The eDiscovery Paradigm Shift: Concept Search vs. Keyword Search in eDiscovery

Tuesday, December 9, 2008

Concept Search vs. Keyword Search in eDiscovery

Having grown up in the enterprise class solutions world with relational databases, I am very comfortable with SQL query based searching. And, over the past several years, with my focus on the litigation market and litigation technology, I have now become very familiar with keyword searching against scanned and OCR'd document files. However, with with my passion for "leading edge" technology and/or solutions that can meet the demands of a market going through a paradigm shift, I have not been overly excited or impressed with the state of search technology in eDiscovery.

However, that has all changed with the emergence of conceptual search technology.
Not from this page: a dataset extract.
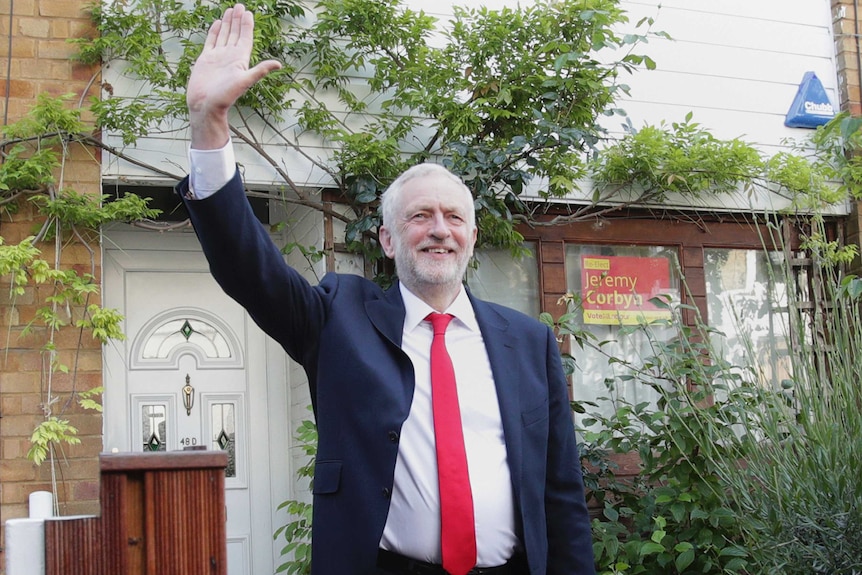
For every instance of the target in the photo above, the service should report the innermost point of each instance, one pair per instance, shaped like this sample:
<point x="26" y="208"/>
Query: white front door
<point x="193" y="374"/>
As such, I have spent a tremendous amount of time researching conceptual search and how it compares from both a technology standpoint and from as business value standpoint. And, although I have come to the early conclusion that there is room and a need for all three, I have also determined that there is still a tremendous amount of confusion in regards to concept search vs. keyword search technology and the best use of both.

Therefore, in an effect to keep the followers of my blog informed, I have been following a series of excellent posts on the ediscovery 2.0 blog discussing conceptual search. Following is the full text of the latest post titled "Concept Search Versus Keyword Search in Electronic Discovery" by Will Uppington:

In my last post, I started a discussion on the myths surrounding concept search. The first myth I dispelled was the “concept search is concept search” myth. The myth is that there is an agreed upon definition of concept search. In actuality, when people in e-discovery use the term concept search, they don’t always mean the same thing. Frequently they are not actually talking about concept search technology at all and are actually talking about concept or content categorization technology, which is very different. The second myth that needs dispelling is that concept search is better than keyword search.
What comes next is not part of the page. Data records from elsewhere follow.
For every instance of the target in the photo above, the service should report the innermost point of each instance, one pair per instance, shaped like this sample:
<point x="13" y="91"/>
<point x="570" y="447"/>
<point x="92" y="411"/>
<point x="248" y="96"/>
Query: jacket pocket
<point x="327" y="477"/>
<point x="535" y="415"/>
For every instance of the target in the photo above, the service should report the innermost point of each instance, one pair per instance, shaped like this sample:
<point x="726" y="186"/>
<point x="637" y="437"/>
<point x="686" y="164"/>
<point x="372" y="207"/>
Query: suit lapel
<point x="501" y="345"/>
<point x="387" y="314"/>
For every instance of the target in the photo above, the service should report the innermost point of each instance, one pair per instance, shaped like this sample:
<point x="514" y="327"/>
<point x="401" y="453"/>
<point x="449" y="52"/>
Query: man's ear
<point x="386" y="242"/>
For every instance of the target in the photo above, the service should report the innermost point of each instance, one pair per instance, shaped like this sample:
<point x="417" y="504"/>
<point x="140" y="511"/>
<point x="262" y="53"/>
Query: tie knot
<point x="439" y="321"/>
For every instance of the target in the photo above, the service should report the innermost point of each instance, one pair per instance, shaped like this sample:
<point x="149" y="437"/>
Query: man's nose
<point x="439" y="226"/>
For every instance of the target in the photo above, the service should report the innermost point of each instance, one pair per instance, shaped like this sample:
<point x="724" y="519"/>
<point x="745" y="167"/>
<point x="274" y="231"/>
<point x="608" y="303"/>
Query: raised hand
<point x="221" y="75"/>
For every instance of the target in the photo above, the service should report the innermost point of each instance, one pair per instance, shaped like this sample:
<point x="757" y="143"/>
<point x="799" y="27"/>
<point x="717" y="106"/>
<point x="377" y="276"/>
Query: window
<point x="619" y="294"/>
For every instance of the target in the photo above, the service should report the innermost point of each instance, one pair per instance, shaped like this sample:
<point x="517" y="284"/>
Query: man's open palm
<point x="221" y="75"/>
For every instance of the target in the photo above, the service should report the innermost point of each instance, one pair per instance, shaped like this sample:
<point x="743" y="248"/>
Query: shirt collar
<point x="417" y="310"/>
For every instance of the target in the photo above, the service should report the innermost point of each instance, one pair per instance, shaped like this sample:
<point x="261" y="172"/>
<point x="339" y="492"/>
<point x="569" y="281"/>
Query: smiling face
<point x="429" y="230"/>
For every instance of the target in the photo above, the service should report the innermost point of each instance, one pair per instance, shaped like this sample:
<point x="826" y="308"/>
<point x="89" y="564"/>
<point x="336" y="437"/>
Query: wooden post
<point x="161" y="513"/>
The thinking behind this myth goes something like this:

Keyword search has a lot of problems. It is prone to being over-inclusive, i.e., finding some non-relevant documents, and under-inclusive, i.e., not finding some relevant documents. Concept search technologies are new and interesting and using these technologies you can find documents that keyword search can’t find. Therefore, concept search must be better than keyword search.
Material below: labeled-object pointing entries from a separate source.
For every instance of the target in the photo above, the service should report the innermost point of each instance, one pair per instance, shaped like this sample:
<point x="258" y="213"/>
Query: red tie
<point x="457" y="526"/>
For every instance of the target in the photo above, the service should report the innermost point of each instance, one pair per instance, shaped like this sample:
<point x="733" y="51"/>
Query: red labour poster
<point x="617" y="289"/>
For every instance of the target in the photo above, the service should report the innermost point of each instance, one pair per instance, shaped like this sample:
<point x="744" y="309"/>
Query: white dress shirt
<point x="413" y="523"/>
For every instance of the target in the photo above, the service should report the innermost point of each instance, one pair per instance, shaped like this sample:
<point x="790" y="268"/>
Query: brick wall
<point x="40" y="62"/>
Let’s examine this thinking. The first two statements are accurate. Keyword search is not perfect and can produce over- and under-inclusive results. And concept search and content categorization technologies can both help identify documents that keyword search technologies might not find. However, the conclusion that concept search is better than keyword search is not valid and doesn’t follow from these two statements. Why?

In order to answer this question, we first need to go back to the difference between concept search and content categorization. Because these are different technologies, we really need to separately compare concept search versus keyword search and content categorization versus keyword search. Let’s start with content categorization and keyword search.

The issue with this comparison is that keyword search and content categorization do different things. Keyword search can be used in many ways in e-discovery. The two most common are: (1) analysis or case assessment: finding the hot documents and understanding the matter by determining who knew what, when, how and why, etc., and (2) culling: removing non-responsive documents and/or identifying potentially privileged documents in order to reduce a large, starting set of documents to a smaller set before review.
Content categorization, on the other hand, has historically been used within the review phase of e-discovery. Categorization can help reviewers to better understand the documents they are reviewing and thus potentially increase the speed of review. Practitioners with whom I have worked also find that categorization can be useful during analysis by helping to understand a matter and identify potentially important keywords.

However, content categorization has not been used as part of culling. First, culling needs to be transparent. You need to be able to get agreement with or at least explain to the opposing side and the court exactly how you have culled the data set. If you cull based on categories of documents that have been generated by a proprietary, black-box algorithm, it’s going to be difficult to gain agreement on or explain your culling methodology. This is why the typical method of culling is still to use keyword search and either agree on the set of search terms with the opposing side or to use e-discovery search best practices to perform keyword searches on your own.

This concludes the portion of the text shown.